The Nigerian Content Development and Monitoring Board has said it will embark on a forensic audit of the nation’s oil and gas industry in a bid to ensure full compliance with the Nigerian Content Development Fund.
The Executive Secretary, NCDMB, Mr. Simbi Wabote, stated this on Monday in Lagos at a stakeholders’ forum on the NCDF remittances.
The NCDF was established by Section 104 of the Nigerian Oil and Gas Industry Content Development Act of 2010, and provides that one per cent of the value of every contract in the upstream sector of the industry should be deducted at source and paid into the fund.
The Act also gives the NCDMB the mandate to manage the fund and employ it for projects, programmes and activities directed at increasing Nigerian content in the industry.
As of November 2016, the fund stood at $600m, according to the NCDMB.
Wabote said the forum was specifically intended to provide a window for all entities to understand the channels for making their remittances to the board.
He said, “The board will embark on a forensic audit of the industry with a view to tracking and recovering the NCDF held in some covered entities.
“Having been in existence for nearly seven years, one would expect that most industry stakeholders will be complying with remittances to the NCDF in all ramifications.”
According to him, the NCDMB is aware of infractions by some covered entities with regards to deductions and remittances meant for the NCDF.
Wabote said, “For the avoidance of doubt, the NCDF deductions and remittances apply to all operators, contractors, sub-contractors, alliance partners and other companies, including, but not limited, to exploration and production companies; gas producing, processing and compressing companies; EPC and EPCI companies; Original Equipment Manufacturers and all other service companies involved in any project, operation, activity or transaction in the upstream sector of the Nigerian oil and gas industry.”
He noted that the board opened up the fund for utilisation from 2013 based on the approved operating model that segmented 70 per cent of the fund to financing commercial interventions, and 30 per cent for developmental initiatives and activities carried out by the board on behalf of the industry.
He said under commercial interventions, the fund was leveraged to provide 30 per cent partial guarantee to commercial banks for loans granted to oil and gas service companies towards financing project execution, asset acquisition or facility upgrade.
“It also provided 50 per cent interest rebate on performing loans.

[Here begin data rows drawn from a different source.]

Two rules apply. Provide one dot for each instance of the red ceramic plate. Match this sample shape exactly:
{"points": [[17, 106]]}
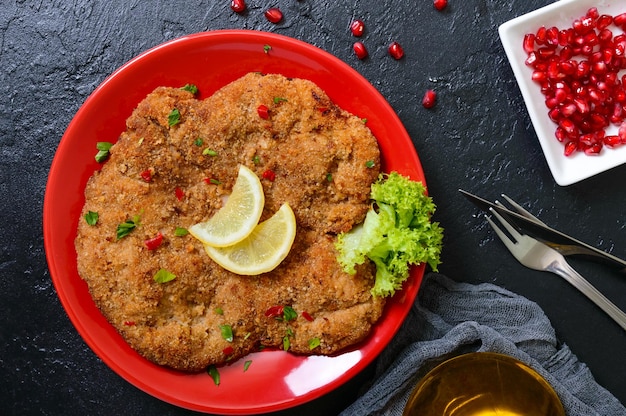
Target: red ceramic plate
{"points": [[276, 380]]}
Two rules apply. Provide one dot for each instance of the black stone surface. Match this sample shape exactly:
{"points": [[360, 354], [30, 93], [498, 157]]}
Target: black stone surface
{"points": [[478, 137]]}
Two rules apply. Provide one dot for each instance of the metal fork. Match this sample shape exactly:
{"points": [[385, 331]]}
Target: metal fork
{"points": [[538, 256]]}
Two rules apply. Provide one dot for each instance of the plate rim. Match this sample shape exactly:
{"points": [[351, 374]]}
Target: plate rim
{"points": [[56, 269]]}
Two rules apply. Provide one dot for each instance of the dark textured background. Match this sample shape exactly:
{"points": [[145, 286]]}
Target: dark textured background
{"points": [[478, 137]]}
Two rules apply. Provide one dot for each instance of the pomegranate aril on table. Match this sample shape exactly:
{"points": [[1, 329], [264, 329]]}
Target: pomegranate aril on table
{"points": [[578, 71]]}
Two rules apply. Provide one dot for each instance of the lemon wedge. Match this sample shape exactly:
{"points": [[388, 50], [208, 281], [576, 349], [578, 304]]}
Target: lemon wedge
{"points": [[239, 215], [263, 250]]}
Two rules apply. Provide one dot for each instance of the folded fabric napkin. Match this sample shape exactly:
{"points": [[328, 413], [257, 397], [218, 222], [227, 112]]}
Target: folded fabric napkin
{"points": [[451, 318]]}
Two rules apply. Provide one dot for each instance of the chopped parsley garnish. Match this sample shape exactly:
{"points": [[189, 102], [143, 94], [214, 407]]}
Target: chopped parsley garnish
{"points": [[126, 227], [191, 88], [287, 340], [164, 276], [289, 314], [91, 217], [314, 343], [103, 151], [173, 118], [227, 332], [180, 232], [215, 375]]}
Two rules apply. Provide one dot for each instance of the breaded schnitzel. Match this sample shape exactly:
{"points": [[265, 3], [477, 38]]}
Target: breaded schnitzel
{"points": [[173, 167]]}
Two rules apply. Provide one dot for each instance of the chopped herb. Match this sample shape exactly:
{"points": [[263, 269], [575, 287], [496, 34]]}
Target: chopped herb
{"points": [[191, 88], [227, 332], [286, 339], [126, 227], [173, 118], [164, 276], [180, 232], [314, 343], [103, 151], [214, 373], [289, 314], [91, 217]]}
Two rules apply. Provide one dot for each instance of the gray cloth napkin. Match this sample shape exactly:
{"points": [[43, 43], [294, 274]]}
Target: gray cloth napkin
{"points": [[451, 318]]}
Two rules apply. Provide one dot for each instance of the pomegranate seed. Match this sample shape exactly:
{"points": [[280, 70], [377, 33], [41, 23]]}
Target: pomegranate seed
{"points": [[440, 4], [360, 50], [396, 51], [429, 99], [238, 5], [263, 112], [357, 27], [570, 147], [274, 15]]}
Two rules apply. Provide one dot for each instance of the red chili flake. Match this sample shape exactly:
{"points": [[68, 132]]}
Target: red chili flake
{"points": [[274, 15], [357, 27], [396, 51], [179, 193], [154, 242], [238, 6], [146, 175], [360, 50], [430, 97], [274, 311], [263, 112], [270, 175]]}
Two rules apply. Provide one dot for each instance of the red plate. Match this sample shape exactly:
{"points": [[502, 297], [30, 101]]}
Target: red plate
{"points": [[210, 60]]}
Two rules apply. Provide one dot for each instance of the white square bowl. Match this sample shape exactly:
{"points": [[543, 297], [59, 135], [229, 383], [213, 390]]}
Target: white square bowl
{"points": [[566, 170]]}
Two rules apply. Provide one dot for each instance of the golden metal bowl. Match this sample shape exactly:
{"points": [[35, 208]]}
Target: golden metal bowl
{"points": [[483, 384]]}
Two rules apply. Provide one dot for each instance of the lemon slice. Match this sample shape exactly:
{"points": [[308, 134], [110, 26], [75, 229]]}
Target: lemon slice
{"points": [[263, 250], [239, 215]]}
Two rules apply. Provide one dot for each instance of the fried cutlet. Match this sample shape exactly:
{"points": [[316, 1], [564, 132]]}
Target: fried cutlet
{"points": [[165, 174]]}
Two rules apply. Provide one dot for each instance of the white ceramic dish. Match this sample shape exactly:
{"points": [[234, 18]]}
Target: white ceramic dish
{"points": [[566, 170]]}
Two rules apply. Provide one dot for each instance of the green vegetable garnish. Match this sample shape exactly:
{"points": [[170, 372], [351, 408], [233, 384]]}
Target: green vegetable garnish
{"points": [[91, 217], [191, 88], [215, 375], [314, 343], [289, 314], [395, 236], [227, 332], [164, 276], [173, 118], [103, 151]]}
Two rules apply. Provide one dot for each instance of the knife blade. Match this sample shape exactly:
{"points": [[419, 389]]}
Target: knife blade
{"points": [[565, 244]]}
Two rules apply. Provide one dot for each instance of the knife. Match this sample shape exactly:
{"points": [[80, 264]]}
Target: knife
{"points": [[566, 245]]}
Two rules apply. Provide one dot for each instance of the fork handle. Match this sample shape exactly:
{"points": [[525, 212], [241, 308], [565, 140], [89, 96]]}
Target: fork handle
{"points": [[567, 272]]}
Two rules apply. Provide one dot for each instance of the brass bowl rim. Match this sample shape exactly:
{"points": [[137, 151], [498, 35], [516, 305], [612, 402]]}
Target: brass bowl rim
{"points": [[495, 356]]}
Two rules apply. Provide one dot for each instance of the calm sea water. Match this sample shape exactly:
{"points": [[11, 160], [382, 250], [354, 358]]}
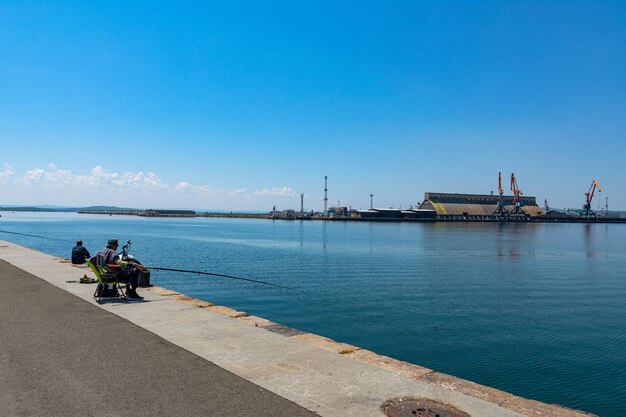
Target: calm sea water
{"points": [[538, 310]]}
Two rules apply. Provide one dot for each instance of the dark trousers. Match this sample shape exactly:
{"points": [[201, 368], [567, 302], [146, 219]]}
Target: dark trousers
{"points": [[130, 277]]}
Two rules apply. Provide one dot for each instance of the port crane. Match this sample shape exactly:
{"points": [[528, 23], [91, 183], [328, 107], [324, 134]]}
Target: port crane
{"points": [[517, 201], [500, 210], [587, 212]]}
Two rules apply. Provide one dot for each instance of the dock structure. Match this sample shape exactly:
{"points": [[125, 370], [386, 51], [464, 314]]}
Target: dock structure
{"points": [[450, 206], [254, 366]]}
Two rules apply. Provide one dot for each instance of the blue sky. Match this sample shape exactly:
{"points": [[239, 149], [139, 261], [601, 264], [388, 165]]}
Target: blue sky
{"points": [[245, 105]]}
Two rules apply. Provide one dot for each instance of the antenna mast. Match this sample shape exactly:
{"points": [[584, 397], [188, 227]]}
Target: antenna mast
{"points": [[325, 195]]}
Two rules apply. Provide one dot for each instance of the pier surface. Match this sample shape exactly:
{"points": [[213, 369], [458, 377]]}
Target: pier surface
{"points": [[61, 353]]}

Beneficiaries of the fund include Ladol, Starz and Vandrezzer,” Wabote said.
The NCDMB boss said the introduction of the Treasury Single Account policy by the Federal Government and the need to deepen accessibility of the fund for critical activities created the need to re-engineer the operating model.
He said the board had fully complied with the TSA policy by opening naira and foreign currency accounts in the Central Bank of Nigeria, into which all the NCDF remittances were to be made.
“Let me stress that the NCDMB does not operate an account in any commercial bank, contributors are, therefore, expected to pay all remittances into the NCDF accounts in the CBN,” he said.
Wabote added that the board had commenced engagements with multilateral institutions, such as the United Kingdom Export Finance, to attract cheaper funds for developing Nigerian content.